Camelia en maceta

Poda de camelia en maceta

Es común pensar que la camelia es una simple planta con flores, pero en realidad es un arbusto que puede alcanzar los diez metros de altura. Elegante y majestuosa, con flores de colores, la camelia se puede cultivar muy bien en macetas para ser utilizada con fines ornamentales en jardines, terrazas o apartamentos. El período de floración varía según la variedad, pero todas las camelias se marchitan inmediatamente después de producir las flores: es precisamente en esta fase en la que debemos intervenir en la camelia en maceta.con la poda, operación que estimulará el crecimiento y ayudará a que el arbusto adquiera una forma ordenada. La poda se divide en tres fases: formación, producción y mantenimiento. El primero sirve para formar la corona de la planta; el segundo sirve para favorecer la producción de cogollos, mientras que el tercero sirve para mantener la forma que se le da a la planta a lo largo del tiempo. Siempre y solo se deben podar las ramas viejas o dañadas, así como los cogollos dañados: es necesario operar con cortes limpios y precisos, sin deshilacharse, responsables de los ataques de plagas. Para evitar la formación de este último, utilice siempre solo herramientas bien limpiadas y desinfectadas.

<h2 title="Cómo cuidar la camelia en maceta : una hermosa flor de camelia»>Cómo cuidar la camelia en maceta


Para saber cómo cuidar la camelia en macetas, primero debes saber cómo podar bien. Durante el de formación es necesario dejar mucho espacio entre una rama y la otra para favorecer el desarrollo y florecimiento de flores de gran tamaño. Con esta operación es necesario intentar darle a la planta una forma redondeada, acortando periódicamente la rama central y favoreciendo así el crecimiento de ramas en la base del tallo. En esta etapa, también deben eliminarse todos los cogollos dañados. En las camelias adultas, en cambio, se debe realizar una poda de mantenimiento, que consiste en eliminar todas las ramas que crecen irregularmente en el interior de la planta y que arruinan su forma. Deben cortarse a la altura del nudo, para favorecer la aparición de nuevos brotes hacia el exterior. Cuidar de la camelia también significa proporcionar fertilización: si el suelo está bien preparado, no se necesita fertilizante al principio.
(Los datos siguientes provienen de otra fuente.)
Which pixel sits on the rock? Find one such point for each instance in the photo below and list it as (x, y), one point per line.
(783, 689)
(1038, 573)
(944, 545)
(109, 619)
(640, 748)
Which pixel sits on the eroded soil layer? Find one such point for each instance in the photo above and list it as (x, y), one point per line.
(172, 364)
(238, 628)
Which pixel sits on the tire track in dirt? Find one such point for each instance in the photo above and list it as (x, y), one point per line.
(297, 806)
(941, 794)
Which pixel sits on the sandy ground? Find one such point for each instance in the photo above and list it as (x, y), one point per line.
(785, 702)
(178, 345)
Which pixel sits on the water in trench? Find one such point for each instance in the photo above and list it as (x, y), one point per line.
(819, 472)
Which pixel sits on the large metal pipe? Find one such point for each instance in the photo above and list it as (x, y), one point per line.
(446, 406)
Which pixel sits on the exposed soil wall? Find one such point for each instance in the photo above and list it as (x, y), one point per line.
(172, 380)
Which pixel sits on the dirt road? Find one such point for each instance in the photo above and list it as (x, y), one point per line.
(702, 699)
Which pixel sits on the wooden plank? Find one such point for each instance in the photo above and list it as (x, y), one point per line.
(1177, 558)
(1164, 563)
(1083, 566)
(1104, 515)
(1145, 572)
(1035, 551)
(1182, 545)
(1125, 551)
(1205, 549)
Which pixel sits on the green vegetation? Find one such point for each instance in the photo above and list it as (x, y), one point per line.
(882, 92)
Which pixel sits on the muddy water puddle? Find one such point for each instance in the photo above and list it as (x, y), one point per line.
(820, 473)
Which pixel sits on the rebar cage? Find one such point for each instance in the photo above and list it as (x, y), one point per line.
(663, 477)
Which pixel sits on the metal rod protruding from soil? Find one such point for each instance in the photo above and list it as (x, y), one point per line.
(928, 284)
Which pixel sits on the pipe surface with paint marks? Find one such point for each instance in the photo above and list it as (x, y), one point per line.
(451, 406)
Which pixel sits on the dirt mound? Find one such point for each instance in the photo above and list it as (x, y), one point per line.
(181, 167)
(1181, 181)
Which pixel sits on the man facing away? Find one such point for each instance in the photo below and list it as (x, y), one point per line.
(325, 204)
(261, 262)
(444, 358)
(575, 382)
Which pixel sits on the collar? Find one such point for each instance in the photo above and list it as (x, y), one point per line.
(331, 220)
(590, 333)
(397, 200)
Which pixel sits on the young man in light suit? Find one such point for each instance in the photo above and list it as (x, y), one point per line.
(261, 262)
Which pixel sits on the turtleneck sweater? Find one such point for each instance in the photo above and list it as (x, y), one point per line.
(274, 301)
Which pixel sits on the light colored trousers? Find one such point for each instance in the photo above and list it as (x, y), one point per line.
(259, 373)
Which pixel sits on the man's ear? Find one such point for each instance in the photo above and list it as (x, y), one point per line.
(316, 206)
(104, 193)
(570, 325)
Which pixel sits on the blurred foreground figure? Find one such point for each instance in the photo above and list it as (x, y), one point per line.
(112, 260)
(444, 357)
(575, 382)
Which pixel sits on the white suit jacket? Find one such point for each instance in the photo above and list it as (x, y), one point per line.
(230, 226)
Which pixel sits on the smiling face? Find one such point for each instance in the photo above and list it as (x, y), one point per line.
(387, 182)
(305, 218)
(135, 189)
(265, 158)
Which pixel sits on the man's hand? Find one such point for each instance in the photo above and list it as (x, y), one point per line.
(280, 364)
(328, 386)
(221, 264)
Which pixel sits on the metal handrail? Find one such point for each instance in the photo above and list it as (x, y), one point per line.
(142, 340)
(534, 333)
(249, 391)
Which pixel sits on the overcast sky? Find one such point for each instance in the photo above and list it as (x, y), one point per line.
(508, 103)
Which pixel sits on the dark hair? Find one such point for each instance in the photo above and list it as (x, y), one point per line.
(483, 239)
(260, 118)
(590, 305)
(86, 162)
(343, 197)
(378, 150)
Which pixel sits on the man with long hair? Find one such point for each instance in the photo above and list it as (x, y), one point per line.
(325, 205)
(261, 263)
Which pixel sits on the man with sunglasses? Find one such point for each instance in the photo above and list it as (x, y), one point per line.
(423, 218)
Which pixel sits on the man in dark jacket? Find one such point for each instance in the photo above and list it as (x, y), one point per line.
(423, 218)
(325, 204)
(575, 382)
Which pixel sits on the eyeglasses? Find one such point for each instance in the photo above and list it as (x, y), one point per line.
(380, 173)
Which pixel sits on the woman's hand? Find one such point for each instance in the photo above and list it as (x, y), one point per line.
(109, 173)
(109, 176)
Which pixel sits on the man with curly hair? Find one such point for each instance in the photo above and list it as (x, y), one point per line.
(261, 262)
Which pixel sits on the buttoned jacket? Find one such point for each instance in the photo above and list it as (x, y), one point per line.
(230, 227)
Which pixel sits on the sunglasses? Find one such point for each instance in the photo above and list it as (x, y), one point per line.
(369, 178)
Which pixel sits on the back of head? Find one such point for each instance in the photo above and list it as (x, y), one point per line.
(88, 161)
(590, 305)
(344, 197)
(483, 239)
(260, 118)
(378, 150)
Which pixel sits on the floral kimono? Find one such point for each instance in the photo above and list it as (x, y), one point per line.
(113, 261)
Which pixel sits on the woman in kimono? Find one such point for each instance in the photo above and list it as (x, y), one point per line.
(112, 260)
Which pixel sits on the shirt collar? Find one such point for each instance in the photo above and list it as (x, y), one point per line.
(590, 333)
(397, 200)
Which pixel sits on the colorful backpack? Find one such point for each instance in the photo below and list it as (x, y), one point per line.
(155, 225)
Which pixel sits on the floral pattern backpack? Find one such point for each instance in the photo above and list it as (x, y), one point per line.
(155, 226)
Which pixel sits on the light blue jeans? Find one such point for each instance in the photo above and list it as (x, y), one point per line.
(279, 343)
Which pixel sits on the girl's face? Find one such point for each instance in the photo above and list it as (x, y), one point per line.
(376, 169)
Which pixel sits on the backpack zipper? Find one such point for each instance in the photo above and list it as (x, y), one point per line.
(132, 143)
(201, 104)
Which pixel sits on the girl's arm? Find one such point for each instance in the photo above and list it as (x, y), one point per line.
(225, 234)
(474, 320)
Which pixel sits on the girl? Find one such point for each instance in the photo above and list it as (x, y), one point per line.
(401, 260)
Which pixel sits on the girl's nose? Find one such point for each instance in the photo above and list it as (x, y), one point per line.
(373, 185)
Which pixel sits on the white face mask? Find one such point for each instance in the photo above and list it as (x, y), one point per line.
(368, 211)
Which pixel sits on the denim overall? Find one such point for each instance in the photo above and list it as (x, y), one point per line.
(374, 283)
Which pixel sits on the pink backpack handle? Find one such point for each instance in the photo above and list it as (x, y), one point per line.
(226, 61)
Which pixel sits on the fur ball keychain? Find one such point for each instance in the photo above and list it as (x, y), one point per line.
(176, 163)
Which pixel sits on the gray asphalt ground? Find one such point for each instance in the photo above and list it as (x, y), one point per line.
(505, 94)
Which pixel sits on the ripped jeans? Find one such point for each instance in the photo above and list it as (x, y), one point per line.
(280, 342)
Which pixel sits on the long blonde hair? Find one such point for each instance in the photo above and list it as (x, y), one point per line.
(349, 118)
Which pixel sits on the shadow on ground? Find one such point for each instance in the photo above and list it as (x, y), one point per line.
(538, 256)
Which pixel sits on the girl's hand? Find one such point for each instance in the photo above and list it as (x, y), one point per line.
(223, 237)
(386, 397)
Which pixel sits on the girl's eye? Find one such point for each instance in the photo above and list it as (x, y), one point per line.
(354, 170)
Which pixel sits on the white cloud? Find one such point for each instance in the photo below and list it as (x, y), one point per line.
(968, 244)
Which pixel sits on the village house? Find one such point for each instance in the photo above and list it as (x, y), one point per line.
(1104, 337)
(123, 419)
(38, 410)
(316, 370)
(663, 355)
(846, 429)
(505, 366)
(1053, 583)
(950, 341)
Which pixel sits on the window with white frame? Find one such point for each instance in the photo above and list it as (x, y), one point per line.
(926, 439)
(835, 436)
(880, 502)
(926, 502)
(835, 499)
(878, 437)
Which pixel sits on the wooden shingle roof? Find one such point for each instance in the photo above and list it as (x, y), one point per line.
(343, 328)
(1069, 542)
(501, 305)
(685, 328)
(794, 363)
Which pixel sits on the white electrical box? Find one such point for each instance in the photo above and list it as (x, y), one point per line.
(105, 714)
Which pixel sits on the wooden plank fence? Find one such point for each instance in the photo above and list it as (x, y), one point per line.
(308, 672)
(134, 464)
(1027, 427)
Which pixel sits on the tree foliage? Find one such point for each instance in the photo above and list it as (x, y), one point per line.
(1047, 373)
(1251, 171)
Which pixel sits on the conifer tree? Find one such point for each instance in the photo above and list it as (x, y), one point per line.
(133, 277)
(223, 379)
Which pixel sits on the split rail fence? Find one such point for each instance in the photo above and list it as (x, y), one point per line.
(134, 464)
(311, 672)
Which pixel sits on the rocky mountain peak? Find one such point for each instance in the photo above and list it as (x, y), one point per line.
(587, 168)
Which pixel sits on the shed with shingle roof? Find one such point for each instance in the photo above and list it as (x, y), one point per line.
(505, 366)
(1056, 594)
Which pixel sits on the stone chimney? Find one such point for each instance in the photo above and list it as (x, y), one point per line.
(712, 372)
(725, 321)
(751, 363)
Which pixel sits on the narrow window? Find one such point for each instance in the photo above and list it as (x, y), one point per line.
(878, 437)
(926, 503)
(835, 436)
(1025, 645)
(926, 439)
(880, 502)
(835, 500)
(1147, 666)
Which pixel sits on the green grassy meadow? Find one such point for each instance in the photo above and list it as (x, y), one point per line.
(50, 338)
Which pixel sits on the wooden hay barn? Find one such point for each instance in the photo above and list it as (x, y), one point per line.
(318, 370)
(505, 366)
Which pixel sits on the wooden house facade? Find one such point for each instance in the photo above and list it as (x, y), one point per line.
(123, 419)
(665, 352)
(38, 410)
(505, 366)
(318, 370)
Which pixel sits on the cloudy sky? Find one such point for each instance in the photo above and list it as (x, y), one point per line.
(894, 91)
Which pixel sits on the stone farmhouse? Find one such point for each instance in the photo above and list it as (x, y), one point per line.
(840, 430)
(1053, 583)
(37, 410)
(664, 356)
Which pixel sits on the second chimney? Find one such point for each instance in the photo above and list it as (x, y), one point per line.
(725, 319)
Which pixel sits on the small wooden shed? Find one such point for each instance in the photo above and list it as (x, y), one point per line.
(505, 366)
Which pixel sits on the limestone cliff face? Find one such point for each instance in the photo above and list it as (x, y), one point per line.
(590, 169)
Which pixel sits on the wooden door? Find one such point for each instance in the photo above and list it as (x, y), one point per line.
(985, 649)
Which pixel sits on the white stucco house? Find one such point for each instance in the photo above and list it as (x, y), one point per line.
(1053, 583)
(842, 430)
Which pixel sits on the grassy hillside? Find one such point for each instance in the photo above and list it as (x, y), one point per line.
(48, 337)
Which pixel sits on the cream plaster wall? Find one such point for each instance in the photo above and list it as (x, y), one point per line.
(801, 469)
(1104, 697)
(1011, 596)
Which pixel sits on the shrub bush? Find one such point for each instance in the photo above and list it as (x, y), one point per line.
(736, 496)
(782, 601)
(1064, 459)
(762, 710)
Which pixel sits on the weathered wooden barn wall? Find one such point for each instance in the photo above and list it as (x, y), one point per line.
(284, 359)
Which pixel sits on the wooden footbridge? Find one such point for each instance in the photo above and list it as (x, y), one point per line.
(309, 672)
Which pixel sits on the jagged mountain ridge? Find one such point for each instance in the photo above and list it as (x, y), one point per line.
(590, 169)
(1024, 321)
Pasados ​​unos años, por otro lado, se debe administrar un fertilizante acidófilo antes de la floración, y luego continuar cada dos semanas, hasta seis semanas después del final de la floración. Después de fertilizar, la planta debe regarse bien.

Camelia creciendo en macetas


Si elige el cultivo de camelia en macetas, debe elegir un recipiente adecuado: los de madera son preferibles porque son menos sensibles al frío durante el invierno. Tendrán que ser mucho más grandes que el cepellón porque las raíces estarán bien protegidas, estando lejos de las paredes de la maceta. En la parte inferior será necesario preparar una capa de drenaje con fragmentos, grava y arcilla. Luego, las camelias deberán replantarse cada dos o tres años en contenedores un poco más grandes que los anteriores. El trasplante siempre se puede realizar, excepto cuando la planta esté produciendo nuevos brotes o se pueda detener el desarrollo. La camelia nunca debe estar a pleno sol: por lo tanto, la maceta debe colocarse a la sombra, pero en invierno también es buena en sombra parcial. El suelo debe ser un poco ácido, siempre húmedo pero no demasiado mojado o corre el riesgo de pudrirse en las raíces. En invierno basta con regar la planta una vez a la semana, mientras que en verano es mejor hacerlo todos los días. En períodos particularmente bochornosos, las hojas de la camelia deben cocerse al vapor temprano por la mañana o por la noche.

Camelia en maceta: orígenes y curiosidades


La camelia es una planta que proviene de Oriente, donde existe tanto en variedades de floración como en variedades de las que se obtiene el té, como la camellia sinesis. Según algunas leyendas, esta planta se remonta al 1500 aC; Las camelias en flor llegaron por primera vez a Europa en 1700 y se extendieron rápidamente como flores ornamentales, especialmente en jardines grandes y famosos como los del Palacio Real de Caserta y la Malmaison de Giuseppina Bonaparte. La especie más extendida desde sus inicios hasta la actualidad es la camellia japonica: es un arbusto o árbol rústico que puede alcanzar hasta diez metros de altura. Las hojas son oscuras y afiladas en el ápice, la floración ocurre entre el final del invierno y el comienzo de la primavera. La especie tiene flores rojas, pero también hay variedades con flores blancas, rosadas o abigarradas. En el lenguaje de las flores, la camelia indica la devoción eterna entre los amantes: es por tanto una flor que representa un sentimiento profundo, también porque la planta es fuerte y resistente incluso al mal tiempo, por tanto indica un amor fuerte y eterno. Por estos motivos siempre ha sido una flor muy apreciada por las mujeres que la reciben.